Novelist Marie NDiaye wins France’s top literary prize, the Goncourt

By AP
Monday, November 2, 2009

Novelist NDiaye wins France’s top literary prize

PARIS — French-born writer Marie NDiaye won France’s top literary prize Monday for “Three Strong Women,” her moving tale of the struggles of women in Europe and Africa.

NDiaye has written a dozen books, from novels to short story collections and plays, and in 2001 she won France’s Femina literary prize, awarded by a jury of women. She was born in 1967 in Pithiviers, south of Paris, to a French mother and a Senegalese father. NDiaye now lives in Berlin.

Her latest novel, “Trois femmes puissantes,” is the story of characters Norah, Fanta and Khadi’s fight to “preserve their dignity in the face of humiliations that life has inflicted,” according to her publisher Gallimard.

Norah is a French lawyer with roots in West Africa; Fanta is a Senegalese woman living in France; and Khadi is a young Senegalese woman who tries to immigrate illegally to Europe.

“They are in very difficult situations,” NDiaye said in an interview with Mediapart news Web site. “(But) they have a hard inner core that is absolutely unbreakable.”

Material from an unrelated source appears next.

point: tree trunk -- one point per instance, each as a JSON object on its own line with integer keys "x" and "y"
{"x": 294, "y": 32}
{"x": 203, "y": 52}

In accordance with tradition, the annual prize was announced at the Drouant restaurant in Paris, where the Goncourt jury meets each year to select the book it deems to be the best new work in French literature.

NDiaye was one of four authors whose books were up for the prize.

She told France-2 television she was “very happy to be a female recipient of the Goncourt.”

“I’ve been writing for 25 years, I’m no longer a beginner, so I have enough experience behind me to be able to take this all in with calm,” said NDiaye, who penned her first book while still a teenager.

Asked why she thought she’d won, NDiaye said she thought the judges had been moved by “a mix between the touching stories and the style.”

Although the prize comes only with a nominal purse, the 105-year-old Prix Goncourt guarantees literary acclaim and high sales for the winning author. Past recipients include Marcel Proust, Simone de Beauvoir and Marguerite Duras.

Last year, exiled Afghan writer Atiq Rahimi won the Goncourt prize for “Syngue Sabour,” a novel about the misery of a woman caring for a husband left brain-damaged by a war wound.